Most people opt to buy chicken stock from the store and add them to their pantries because products are so inexpensive and readily-available.  However, making your own chicken stock has a number of advantages that are worth considering.  You can have greater control over the ingredients, you don’t have to worry about additives or preservatives, and you can even slightly-alter the taste to your liking.

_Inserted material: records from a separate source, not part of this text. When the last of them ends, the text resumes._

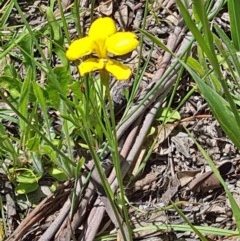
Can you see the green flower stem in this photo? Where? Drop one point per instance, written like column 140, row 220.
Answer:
column 105, row 78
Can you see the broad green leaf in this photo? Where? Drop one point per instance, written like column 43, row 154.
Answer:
column 233, row 9
column 24, row 188
column 26, row 176
column 57, row 174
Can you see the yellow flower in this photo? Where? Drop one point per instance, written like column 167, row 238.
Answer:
column 102, row 40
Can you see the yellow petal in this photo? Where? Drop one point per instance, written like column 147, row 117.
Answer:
column 90, row 65
column 121, row 43
column 80, row 48
column 118, row 70
column 102, row 28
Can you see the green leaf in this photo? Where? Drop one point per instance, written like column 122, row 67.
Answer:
column 167, row 115
column 233, row 9
column 57, row 174
column 24, row 188
column 27, row 177
column 33, row 143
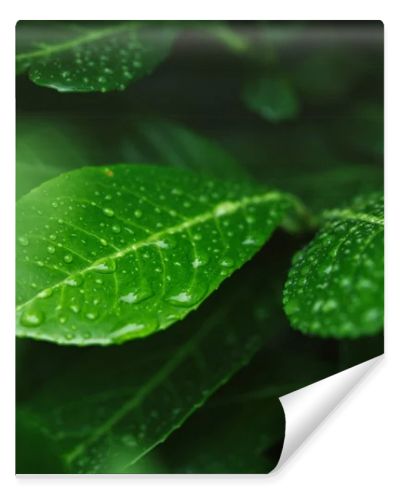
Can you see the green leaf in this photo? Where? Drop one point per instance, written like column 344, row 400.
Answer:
column 90, row 56
column 109, row 254
column 272, row 98
column 213, row 440
column 335, row 286
column 101, row 410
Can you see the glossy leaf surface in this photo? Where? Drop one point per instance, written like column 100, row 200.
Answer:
column 101, row 410
column 108, row 254
column 92, row 56
column 335, row 286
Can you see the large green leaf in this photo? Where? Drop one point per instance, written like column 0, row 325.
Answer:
column 101, row 410
column 335, row 286
column 108, row 254
column 90, row 56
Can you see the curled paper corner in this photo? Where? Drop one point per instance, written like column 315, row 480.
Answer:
column 306, row 408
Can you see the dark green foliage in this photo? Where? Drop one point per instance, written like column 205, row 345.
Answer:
column 252, row 126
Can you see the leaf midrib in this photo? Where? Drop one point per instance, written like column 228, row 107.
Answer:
column 228, row 207
column 153, row 383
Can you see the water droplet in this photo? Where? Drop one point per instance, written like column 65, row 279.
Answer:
column 108, row 211
column 106, row 267
column 23, row 241
column 47, row 292
column 291, row 306
column 75, row 280
column 227, row 262
column 32, row 318
column 62, row 319
column 191, row 297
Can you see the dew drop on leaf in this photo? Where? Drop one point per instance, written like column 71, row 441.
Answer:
column 32, row 318
column 108, row 211
column 106, row 267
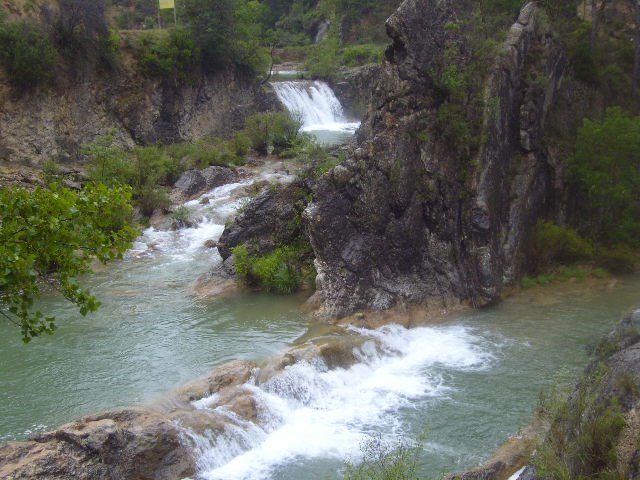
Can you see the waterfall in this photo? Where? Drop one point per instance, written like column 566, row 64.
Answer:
column 315, row 104
column 309, row 412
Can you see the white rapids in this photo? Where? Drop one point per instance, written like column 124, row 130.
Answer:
column 308, row 412
column 315, row 104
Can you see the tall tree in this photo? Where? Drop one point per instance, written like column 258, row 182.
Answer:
column 51, row 236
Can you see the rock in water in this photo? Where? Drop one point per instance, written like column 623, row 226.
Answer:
column 123, row 444
column 191, row 183
column 413, row 220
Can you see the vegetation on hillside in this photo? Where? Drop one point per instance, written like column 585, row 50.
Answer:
column 48, row 239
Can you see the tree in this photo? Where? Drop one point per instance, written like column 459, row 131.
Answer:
column 51, row 236
column 606, row 172
column 227, row 32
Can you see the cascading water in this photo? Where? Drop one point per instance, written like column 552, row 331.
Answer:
column 309, row 413
column 317, row 107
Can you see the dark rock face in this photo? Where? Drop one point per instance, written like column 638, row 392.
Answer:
column 191, row 183
column 611, row 379
column 54, row 124
column 405, row 219
column 194, row 182
column 132, row 443
column 270, row 220
column 355, row 89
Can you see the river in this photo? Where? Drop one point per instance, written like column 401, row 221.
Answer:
column 466, row 385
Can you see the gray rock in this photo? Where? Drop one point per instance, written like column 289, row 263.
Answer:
column 191, row 183
column 133, row 443
column 218, row 176
column 398, row 222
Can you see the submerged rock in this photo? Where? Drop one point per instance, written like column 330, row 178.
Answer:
column 406, row 218
column 132, row 443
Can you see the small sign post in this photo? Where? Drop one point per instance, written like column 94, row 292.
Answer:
column 167, row 5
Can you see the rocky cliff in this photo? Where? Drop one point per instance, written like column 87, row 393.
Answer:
column 54, row 123
column 406, row 218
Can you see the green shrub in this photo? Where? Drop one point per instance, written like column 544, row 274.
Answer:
column 558, row 244
column 168, row 54
column 356, row 55
column 182, row 217
column 384, row 461
column 26, row 54
column 271, row 131
column 605, row 175
column 617, row 260
column 281, row 271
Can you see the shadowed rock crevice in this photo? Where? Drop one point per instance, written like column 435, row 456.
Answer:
column 412, row 219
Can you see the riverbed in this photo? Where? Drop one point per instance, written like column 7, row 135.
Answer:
column 462, row 387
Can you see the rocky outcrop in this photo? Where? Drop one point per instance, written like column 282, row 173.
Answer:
column 133, row 443
column 355, row 88
column 272, row 219
column 595, row 434
column 406, row 218
column 55, row 123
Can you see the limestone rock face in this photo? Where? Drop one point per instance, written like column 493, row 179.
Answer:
column 131, row 443
column 272, row 219
column 410, row 220
column 55, row 123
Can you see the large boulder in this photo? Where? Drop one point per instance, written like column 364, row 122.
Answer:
column 129, row 444
column 408, row 218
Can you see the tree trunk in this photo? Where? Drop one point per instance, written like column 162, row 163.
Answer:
column 636, row 53
column 594, row 22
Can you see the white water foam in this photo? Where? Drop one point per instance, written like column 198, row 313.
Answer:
column 310, row 412
column 223, row 203
column 315, row 104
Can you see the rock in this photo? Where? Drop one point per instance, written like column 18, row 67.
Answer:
column 218, row 176
column 191, row 183
column 271, row 219
column 396, row 223
column 229, row 375
column 132, row 443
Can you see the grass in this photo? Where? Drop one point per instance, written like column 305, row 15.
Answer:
column 283, row 270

It’s also pretty easy to preserve stock, and you only need to follow some basic guidelines in order to do it properly.  Take a look at the recipe below, and see how it’s not only a good guide to follow, but it will also give you some tasty broth as well.


3-5lb whole chicken

2 medium-large onions

2-4 stalks of celery

2 bay leaves

Small handful of peppercorns

1-2 tablespoons of salt

16-18 cups of water

Getting Started

The first step is to cut the chicken into large pieces instead of throwing it whole into the stockpot.  This will infuse the stock with more flavor while decreasing overall cooking time as well.  Quarter the onions, cut the celery into 2-3 inch long pieces, and put all of the ingredients into your stockpot.  Add in the water, bring to a boil, reduce to a simmer, cover, and let the stock cook for at least two hours or until the chicken has cooked through.

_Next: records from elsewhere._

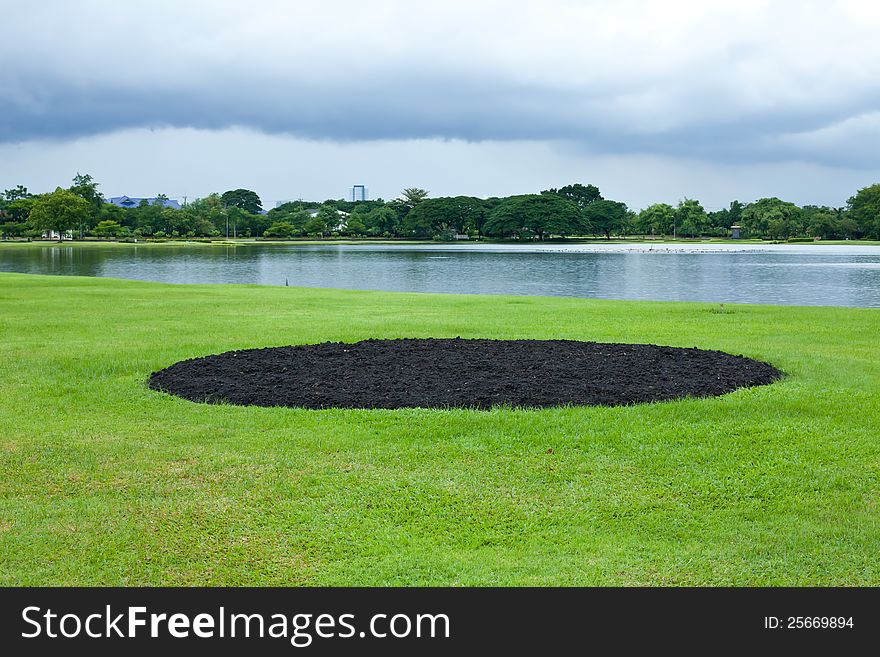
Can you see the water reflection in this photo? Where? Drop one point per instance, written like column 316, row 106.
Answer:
column 848, row 276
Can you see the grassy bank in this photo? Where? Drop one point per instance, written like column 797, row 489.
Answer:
column 103, row 481
column 242, row 241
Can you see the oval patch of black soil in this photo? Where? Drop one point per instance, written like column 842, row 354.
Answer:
column 444, row 373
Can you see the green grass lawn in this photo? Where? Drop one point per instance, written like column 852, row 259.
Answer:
column 105, row 482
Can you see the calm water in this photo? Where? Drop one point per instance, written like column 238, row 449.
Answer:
column 777, row 274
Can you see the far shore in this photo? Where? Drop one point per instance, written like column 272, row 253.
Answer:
column 249, row 241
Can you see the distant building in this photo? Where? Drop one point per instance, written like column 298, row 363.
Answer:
column 358, row 193
column 133, row 202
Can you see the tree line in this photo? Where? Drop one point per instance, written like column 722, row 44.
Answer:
column 572, row 210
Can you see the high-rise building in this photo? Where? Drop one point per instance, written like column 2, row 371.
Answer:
column 358, row 193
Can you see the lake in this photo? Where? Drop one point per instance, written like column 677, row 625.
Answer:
column 788, row 274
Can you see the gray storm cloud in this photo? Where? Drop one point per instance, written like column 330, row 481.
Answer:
column 726, row 82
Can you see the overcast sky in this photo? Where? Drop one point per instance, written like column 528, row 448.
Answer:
column 651, row 101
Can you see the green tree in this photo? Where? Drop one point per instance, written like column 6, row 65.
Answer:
column 59, row 211
column 606, row 217
column 412, row 196
column 656, row 219
column 536, row 214
column 107, row 228
column 772, row 217
column 382, row 221
column 864, row 209
column 355, row 225
column 459, row 214
column 280, row 229
column 580, row 195
column 86, row 188
column 327, row 220
column 20, row 191
column 690, row 218
column 243, row 198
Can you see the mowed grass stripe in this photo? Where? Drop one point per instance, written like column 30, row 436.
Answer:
column 103, row 481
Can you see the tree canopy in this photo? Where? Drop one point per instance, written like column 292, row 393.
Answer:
column 534, row 214
column 60, row 211
column 244, row 199
column 864, row 210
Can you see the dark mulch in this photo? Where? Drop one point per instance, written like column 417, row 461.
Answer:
column 446, row 373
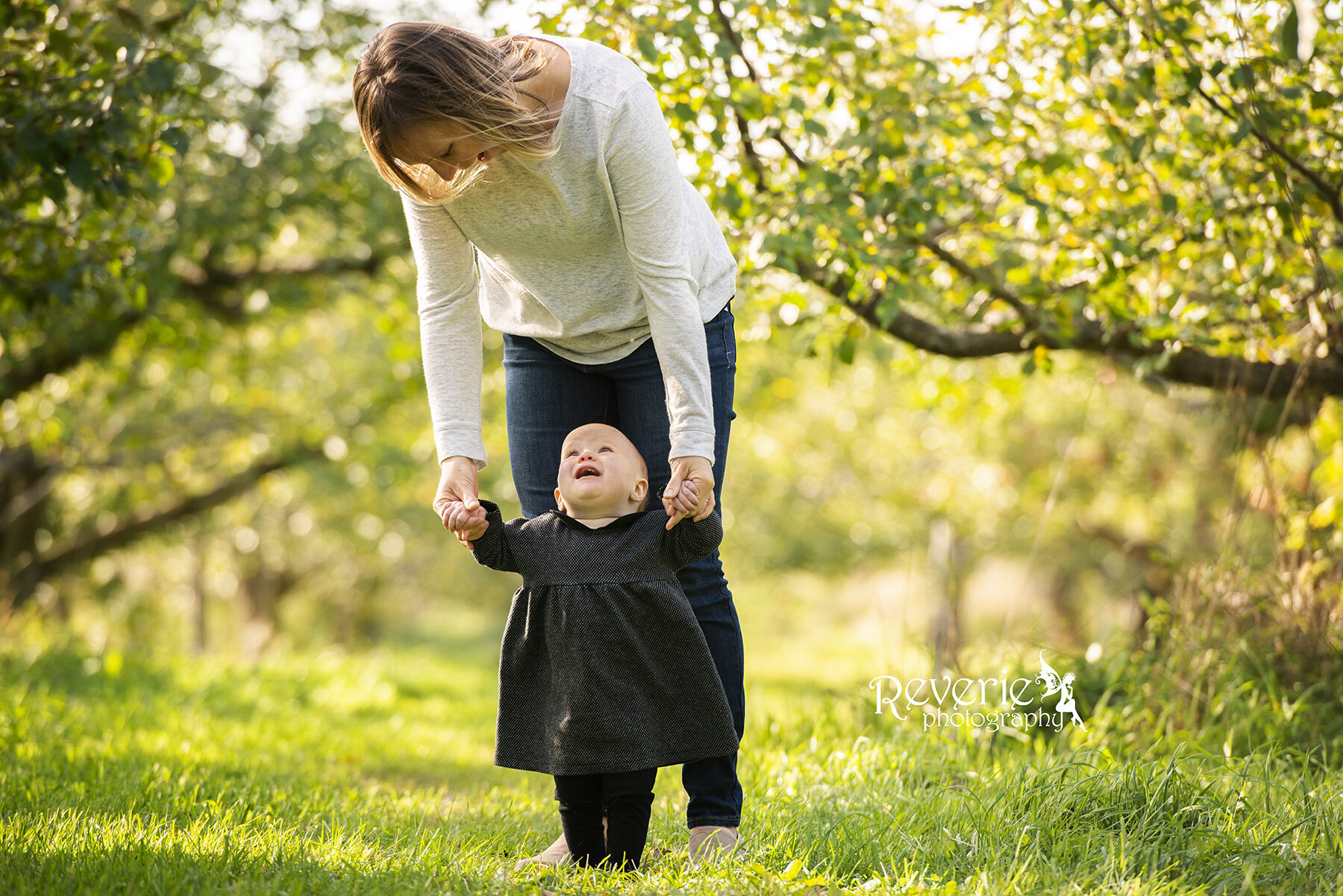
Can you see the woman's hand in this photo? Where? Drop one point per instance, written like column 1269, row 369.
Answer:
column 691, row 489
column 457, row 503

When finished, remove from heat and skim off any foam that has formed on top of the liquid.  Next, take out the chicken before straining the stock through a sieve a couple of times.  Refrigerate the stock until the fat floats to the top and solidifies before scraping and discarding this layer.  Place the stock back over heat and bring it to a boil.

While the stock is heating up, warm up your pressure canner and preheat the canning jars, bands and lids.  Remove the stock from heat after it reaches a boil and carefully ladle it into your canning jars, and fill each jar until an inch of headspace remains.  When finished, remove any air bubbles, and add more stock if necessary to maintain headspace before wiping down the rims with a damp towel to remove any gunk or debris.  Attach and tighten the lids and bands before placing the jars into the pressure canner.

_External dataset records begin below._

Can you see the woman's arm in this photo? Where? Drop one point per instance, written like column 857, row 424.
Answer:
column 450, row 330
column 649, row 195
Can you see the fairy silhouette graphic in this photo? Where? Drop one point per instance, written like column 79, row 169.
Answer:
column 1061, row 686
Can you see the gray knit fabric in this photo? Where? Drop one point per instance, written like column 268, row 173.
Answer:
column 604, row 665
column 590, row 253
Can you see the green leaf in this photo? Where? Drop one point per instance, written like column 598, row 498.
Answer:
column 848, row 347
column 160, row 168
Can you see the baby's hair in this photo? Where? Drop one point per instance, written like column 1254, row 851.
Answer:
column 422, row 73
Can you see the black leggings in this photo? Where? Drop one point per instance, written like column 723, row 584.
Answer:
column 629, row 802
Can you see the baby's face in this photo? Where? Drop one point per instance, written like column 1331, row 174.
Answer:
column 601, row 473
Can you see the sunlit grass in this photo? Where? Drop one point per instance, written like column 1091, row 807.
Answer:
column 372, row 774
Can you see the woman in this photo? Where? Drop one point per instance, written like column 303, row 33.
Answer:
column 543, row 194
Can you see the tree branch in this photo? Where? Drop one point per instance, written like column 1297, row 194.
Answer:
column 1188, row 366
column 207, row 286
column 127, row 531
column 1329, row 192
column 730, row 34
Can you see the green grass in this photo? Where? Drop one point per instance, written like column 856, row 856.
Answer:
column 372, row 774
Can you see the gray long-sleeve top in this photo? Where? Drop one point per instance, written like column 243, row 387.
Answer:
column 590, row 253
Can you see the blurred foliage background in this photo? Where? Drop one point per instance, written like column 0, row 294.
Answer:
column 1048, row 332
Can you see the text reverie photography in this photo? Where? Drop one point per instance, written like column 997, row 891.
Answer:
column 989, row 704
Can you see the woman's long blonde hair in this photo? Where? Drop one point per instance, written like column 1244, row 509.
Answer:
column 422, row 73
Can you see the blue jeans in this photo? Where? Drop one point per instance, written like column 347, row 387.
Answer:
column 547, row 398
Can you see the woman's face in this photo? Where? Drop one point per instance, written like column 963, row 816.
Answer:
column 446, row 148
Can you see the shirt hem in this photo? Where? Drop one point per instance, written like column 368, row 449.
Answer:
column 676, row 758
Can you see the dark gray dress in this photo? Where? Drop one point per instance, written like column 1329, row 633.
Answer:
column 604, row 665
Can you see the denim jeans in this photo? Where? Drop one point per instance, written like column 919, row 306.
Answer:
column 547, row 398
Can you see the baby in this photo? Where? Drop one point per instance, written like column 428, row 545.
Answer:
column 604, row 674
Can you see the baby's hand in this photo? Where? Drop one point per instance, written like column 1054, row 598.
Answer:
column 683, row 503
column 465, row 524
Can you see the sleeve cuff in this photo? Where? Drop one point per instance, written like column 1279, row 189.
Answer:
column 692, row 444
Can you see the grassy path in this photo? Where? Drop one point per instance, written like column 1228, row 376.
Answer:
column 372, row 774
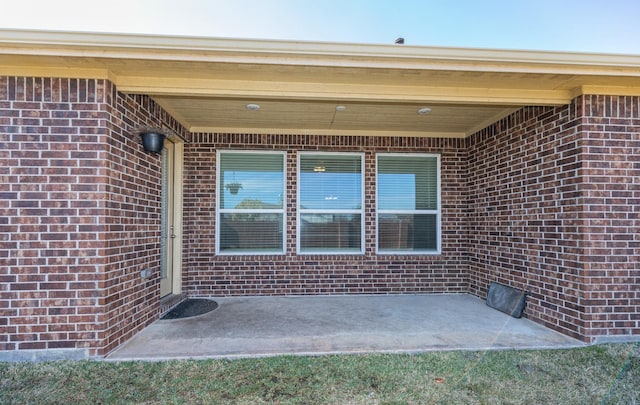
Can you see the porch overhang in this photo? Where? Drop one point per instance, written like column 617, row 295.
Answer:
column 206, row 83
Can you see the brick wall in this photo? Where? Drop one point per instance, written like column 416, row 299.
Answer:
column 554, row 211
column 611, row 198
column 208, row 274
column 78, row 213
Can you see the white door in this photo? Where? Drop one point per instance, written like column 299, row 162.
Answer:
column 168, row 237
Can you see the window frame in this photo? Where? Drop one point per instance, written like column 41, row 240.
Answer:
column 220, row 210
column 437, row 212
column 300, row 211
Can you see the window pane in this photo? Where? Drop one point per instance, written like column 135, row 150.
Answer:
column 251, row 181
column 407, row 232
column 407, row 183
column 330, row 182
column 250, row 232
column 331, row 232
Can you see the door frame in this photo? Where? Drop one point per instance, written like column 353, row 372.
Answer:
column 176, row 246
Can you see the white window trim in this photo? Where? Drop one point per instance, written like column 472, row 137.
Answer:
column 361, row 211
column 282, row 210
column 437, row 212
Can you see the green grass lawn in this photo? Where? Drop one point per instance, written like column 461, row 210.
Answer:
column 603, row 374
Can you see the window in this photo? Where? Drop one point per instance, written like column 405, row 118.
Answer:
column 251, row 211
column 408, row 203
column 330, row 203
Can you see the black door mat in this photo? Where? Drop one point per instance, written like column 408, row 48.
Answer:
column 191, row 307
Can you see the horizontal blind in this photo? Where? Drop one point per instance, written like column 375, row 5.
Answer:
column 407, row 182
column 250, row 201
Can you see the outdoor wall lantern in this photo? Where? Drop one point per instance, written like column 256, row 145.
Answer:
column 152, row 140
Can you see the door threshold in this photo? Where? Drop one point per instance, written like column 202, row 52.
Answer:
column 169, row 301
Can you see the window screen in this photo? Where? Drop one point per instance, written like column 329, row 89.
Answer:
column 330, row 203
column 250, row 202
column 408, row 203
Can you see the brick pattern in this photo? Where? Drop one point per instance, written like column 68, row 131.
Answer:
column 211, row 275
column 554, row 211
column 611, row 199
column 78, row 203
column 52, row 162
column 131, row 220
column 546, row 200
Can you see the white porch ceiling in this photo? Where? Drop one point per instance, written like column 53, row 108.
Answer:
column 206, row 83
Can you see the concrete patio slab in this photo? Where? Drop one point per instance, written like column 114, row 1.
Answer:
column 312, row 325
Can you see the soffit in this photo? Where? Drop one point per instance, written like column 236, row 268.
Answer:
column 206, row 83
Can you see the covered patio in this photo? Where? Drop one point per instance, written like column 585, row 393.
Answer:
column 314, row 325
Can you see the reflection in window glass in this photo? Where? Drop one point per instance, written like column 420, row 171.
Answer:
column 408, row 203
column 250, row 202
column 330, row 203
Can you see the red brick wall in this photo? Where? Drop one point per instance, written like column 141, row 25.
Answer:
column 78, row 213
column 208, row 274
column 554, row 211
column 611, row 197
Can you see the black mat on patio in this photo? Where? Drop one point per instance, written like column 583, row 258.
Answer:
column 191, row 307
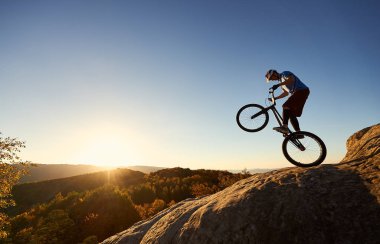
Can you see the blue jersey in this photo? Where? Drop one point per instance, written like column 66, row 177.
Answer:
column 297, row 85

Secure the lid on the canner, bring up the heat, and keep the vent holes open until steam flows out for 10-15 minutes.  Close the vent holes, attach the gauge and start the processing timer once the canner has fully-pressurized.  Process pint jars at 10PSI for 20 minutes, and quarts at 10PSI for 25, adjusting for altitude.  When finished, turn off the heat, depressurize the canner, remove the lid, take out the jars, and let them stand at room temperature for 24 hours.

When finished, check each jar for damage and seal quality before labeling, dating and storing the stock in a cool, dry place.  Properly-sealed jars can last upward of two years if stored under optimal conditions.

Feel free to experiment with different seasonings in order to create a stock that suites your tastes and preferences, and you can also follow the same process for canning turkey, duck or goose stock as well.  While this may be more complicated than going to the store and grabbing some pre-made stock, you’ll be amazed at the difference between homemade and commercial products, and chances are that the end result will be worth the effort.